What the purpose of the lint.jar
and inspector.jar
file that we can find at the root of some AAR (ex in androidx.work:work-runtime:2.7.0
) ? Can the app can work without them ?
Prologue
This is less than weakly documented, but I give my best to make some sense of it. First of all, this is an intended thing, as mentioned in the Android Dev Docs. Unluckily without an explanation, so we have to make the Sherlock.
Education never ends, Watson. It is a series of lessons, with the greatest for the last.
Sir Arthur Conan Doyle, "His Last Bow" (Sherlock Holmes, #8)
The Crime Scene
The files lint.jar
and inspector.jar
are outside the libs directory, so they are no common supplemental Java libraries for app runtime usage. And they are obviously no file of name scheme classes<N>.jar to be included into the APK building process. So probably they are not to be included into the resulting APK and shall serve some other purpose.
The Suspect
The file name lint.jar
gives us a thread to pull. Lint is
[...] a code scanning tool [...] that can help you to identify and correct problems with the structural quality of your code without having to execute the app or write test cases.

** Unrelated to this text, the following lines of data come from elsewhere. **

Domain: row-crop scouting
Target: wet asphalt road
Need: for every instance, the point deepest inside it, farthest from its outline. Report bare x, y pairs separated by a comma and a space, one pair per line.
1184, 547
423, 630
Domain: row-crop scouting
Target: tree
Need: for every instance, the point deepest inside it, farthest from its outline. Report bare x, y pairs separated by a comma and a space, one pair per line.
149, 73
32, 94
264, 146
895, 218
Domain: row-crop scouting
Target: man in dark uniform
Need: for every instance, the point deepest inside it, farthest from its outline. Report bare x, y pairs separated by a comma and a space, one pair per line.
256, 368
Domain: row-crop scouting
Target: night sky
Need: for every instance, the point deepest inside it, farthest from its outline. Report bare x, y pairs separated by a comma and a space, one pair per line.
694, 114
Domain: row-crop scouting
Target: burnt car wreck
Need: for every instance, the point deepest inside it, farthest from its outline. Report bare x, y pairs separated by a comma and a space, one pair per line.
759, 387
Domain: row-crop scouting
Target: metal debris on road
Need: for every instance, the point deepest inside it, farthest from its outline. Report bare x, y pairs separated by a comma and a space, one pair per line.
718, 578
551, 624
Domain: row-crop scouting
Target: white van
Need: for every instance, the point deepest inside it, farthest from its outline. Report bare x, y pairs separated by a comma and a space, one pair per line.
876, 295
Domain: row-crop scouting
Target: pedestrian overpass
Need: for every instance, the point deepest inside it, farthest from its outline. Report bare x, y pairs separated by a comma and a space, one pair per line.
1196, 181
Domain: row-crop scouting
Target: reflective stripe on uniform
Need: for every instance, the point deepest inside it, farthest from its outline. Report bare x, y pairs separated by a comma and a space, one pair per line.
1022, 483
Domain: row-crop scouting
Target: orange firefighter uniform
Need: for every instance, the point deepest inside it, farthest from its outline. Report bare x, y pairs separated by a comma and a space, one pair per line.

The term code here means source code as well as resource code (XML files). It's pretty neat, to be honest. Anyway, there is definitely no reason for lint.jar
to be part of the APK.
The Witnesses
There is an interesting Xamarin-android Github issue post here with a reference on the pull post there. The point of these posts is, that Xamarin didn't get along with lint.jar
and it turned out that it had to be excluded from the APK building process, quoting the first post
[...] as it is not meant to be included inside the app (it is only used by the IDE to provide linter warnings).
and
[...] the lint.jar file is only important for the IDE, and should not be included on the compile classpath or runtime classpath of the app.
The other post, which describes a Xamarin patch, points out that
[...] apparently there is a feature for implementing your own custom lint rules. These are placed in lint.jar and Android Studio runs them as needed.
This corresponds to the dry sentence from the Android Dev Docs:
When using Android Studio, configured lint and IDE inspections run whenever you build your app.
This also appears to explain the inspector.jar
. Tearing apart the work-runtime-2.7.0.aar
to check for its inspector.jar
gave a trace to the androidx.work.inspection
package, however the Android sources didn't help much because of a lack of comments. But one can assume that inspector.jar
also is used for code inspection.
The Verdict
The file lint.jar
is used to customize the Lint rules, and therefore the code inspection process, for the specific AAR file it is included into. It is probably primarily used by the AAR developers themselves, but maybe is also provided to the users in case one wants to customize the AAR, at least its res
directory. The file inspector.jar
highly likely serves a similar purpose.
Neither lint.jar
nor inspector.jar
will be included into the APK. So if your computer runs out of its last kilobytes, you may kick them out of the AAR file without regret.